Direct lineage reprogramming via pioneer factors; a detour through developmental gene regulatory networks

Abstract

Although many approaches have been employed to generate defined fate in vitro, the resultant cells often appear developmentally immature or incompletely specified, limiting their utility. Growing evidence suggests that current methods of direct lineage conversion may rely on the transition through a developmental intermediate. Here, I hypothesize that complete conversion between cell fates is more probable and feasible via reversion to a developmentally immature state. I posit that this is due to the role of pioneer transcription factors in engaging silent, unmarked chromatin and activating hierarchical gene regulatory networks responsible for embryonic patterning. Understanding these developmental contexts will be essential for the precise engineering of cell identity.

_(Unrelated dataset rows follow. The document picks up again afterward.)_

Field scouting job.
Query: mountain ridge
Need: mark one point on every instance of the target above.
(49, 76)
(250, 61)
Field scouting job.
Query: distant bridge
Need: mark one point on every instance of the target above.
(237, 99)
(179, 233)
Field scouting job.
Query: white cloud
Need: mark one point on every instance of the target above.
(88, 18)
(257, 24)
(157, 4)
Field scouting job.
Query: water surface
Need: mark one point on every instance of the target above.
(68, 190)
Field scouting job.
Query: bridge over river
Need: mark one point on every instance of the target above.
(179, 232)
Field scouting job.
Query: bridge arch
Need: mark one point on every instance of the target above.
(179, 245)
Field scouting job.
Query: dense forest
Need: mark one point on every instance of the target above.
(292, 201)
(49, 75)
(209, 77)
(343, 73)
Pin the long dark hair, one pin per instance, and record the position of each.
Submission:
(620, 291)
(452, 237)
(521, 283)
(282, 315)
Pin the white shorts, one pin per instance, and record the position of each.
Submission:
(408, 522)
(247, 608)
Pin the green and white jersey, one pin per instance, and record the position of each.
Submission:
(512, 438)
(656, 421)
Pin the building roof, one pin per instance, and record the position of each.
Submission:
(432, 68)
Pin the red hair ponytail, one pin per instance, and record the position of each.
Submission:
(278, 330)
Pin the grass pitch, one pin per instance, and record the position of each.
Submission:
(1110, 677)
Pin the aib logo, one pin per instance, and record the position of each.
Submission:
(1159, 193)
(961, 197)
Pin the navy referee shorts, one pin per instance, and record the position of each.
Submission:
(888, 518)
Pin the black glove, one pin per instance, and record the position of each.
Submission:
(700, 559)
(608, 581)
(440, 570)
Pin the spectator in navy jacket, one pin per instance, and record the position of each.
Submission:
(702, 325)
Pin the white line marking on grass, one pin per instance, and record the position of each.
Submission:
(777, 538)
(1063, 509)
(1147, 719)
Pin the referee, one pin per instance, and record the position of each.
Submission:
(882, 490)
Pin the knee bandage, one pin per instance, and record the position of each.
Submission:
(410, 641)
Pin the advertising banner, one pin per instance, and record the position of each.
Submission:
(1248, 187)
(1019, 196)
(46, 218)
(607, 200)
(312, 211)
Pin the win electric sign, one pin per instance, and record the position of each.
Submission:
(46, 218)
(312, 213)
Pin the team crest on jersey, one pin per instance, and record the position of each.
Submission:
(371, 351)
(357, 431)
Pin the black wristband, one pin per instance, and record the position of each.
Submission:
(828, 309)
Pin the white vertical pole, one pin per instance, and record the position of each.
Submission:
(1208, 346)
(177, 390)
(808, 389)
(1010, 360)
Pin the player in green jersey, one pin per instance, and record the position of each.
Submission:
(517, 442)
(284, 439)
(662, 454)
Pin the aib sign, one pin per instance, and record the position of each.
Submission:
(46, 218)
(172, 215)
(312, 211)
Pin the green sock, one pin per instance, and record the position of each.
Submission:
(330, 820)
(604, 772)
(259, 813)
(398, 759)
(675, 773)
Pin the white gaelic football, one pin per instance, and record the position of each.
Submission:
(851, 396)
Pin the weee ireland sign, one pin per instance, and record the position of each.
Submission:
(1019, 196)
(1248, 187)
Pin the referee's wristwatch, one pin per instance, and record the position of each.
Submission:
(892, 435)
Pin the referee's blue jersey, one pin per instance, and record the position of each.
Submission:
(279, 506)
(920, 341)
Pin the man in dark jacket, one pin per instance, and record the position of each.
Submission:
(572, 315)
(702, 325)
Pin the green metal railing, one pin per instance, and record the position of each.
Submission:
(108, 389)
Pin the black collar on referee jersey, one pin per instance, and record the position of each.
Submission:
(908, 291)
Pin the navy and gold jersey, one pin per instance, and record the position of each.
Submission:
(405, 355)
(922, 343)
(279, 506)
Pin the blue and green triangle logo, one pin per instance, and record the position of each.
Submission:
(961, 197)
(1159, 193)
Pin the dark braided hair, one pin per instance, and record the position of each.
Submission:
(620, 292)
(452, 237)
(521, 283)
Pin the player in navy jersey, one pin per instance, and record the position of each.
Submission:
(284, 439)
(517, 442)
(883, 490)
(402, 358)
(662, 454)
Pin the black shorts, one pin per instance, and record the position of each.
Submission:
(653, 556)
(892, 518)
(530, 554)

Keywords: Cell fate engineering; Direct lineage reprogramming; Gene regulatory networks; Pioneer transcription factors.

Fig. 1.

Pioneer factors used in direct lineage conversions from fibroblasts. Pioneer transcription factors have been used in many instances of direct conversion of cell fate between differentiated states, both in mouse and human. These include the conversion of fibroblasts to cardiomyocytes (Ieda et al., 2010), hepatocytes (Huang et al., 2011; Sekiya and Suzuki, 2011; Zhu et al., 2014), glutamatergic neurons (Ambasudhan et al., 2011; Pang et al., 2011; Vierbuchen et al., 2010; Yoo et al., 2011), dopaminergic neurons (Caiazzo et al., 2011; Pfisterer et al., 2011), motor neurons (Son et al., 2011), hematopoietic progenitors (Pereira et al., 2013; Szabo et al., 2010), neural progenitors (Lujan et al., 2012; Thier et al., 2012), bipotent hepatic progenitors (Yu et al., 2013), angioblast-like progenitor cells (Kurian et al., 2013) and osteoblasts (Yamamoto et al., 2015). Other cell type conversions (not shown) include hepatocyte to neuron conversion (Marro et al., 2011), and cortical astrocytes to glutamatergic (Heinrich et al., 2010) and GABAergic (Berninger et al., 2007; Heinrich et al., 2010) neurons. This list is not exhaustive and continues to expand. Conversion from fibroblasts to progenitor states are circled in red. Pioneer factors involved in each conversion are shown in red text, cooperative factors are shown in black text.

Fig. 2.

Mechanism of pioneer factor activity. Pioneer factor binding results in the local opening of silent, unmarked chromatin, which confers lineage competence, although in the absence of any other transcription factors this in itself is insufficient to induce changes in gene expression. Subsequent pioneer factor-mediated recruitment of activators or repressors, which by themselves are unable to engage with silent chromatin, initiates transcriptional programs leading to cell fate change.

Fig. 3.

Gene regulatory network (GRN) hierarchy and pioneer factor activity. The embryonic body plan is initially laid down by upper-level GRNs (see Peter and Davidson, 2011). This creates a primary spatial organization within the embryo, enabling the initiation of regional fate decisions via the implementation of successive upper-level GRNs. Intermediate GRNs specify cell identity in the appropriate regions in order to define tissue pattern, laying the foundations for cell fate specification GRNs. Finally, the hierarchy concludes with GRN ‘batteries’ that control the final stages of cell differentiation. In direct lineage conversion, FoxA factors engage with upper-level GRNs to generate induced hepatocytes (iHeps). Ascl1 engages with downstream cell fate specification GRNs to produce induced neurons (iNs). Installation of GRN batteries is achieved via expression of maturation factors (Brn2 and Myt1l) or a period of engraftment within the in vivo niche. Pioneer factors are shown in red text, cooperative factors in green text.

Fig. 4.

Possible lineage reprogramming strategies. (A) Pioneer factor-mediated conversion of cell type A (orange) to cell type B (purple) depends on transition via a progenitor state (red circle), from which point cells must be matured. This approach is more feasible given the function of pioneer factors (red) to engage silent chromatin and recruit additional cooperative factors (green) to activate developmental GRNs. (B) Non-pioneer factor-mediated conversion aims to directly convert cells between fully differentiated states without reversion to a progenitor state. This could theoretically be achieved via the expression of terminal selector genes, which activate GRN batteries, although this approach is relatively infeasible given the low likelihood of these factors being able to engage silent chromatin in the host cell.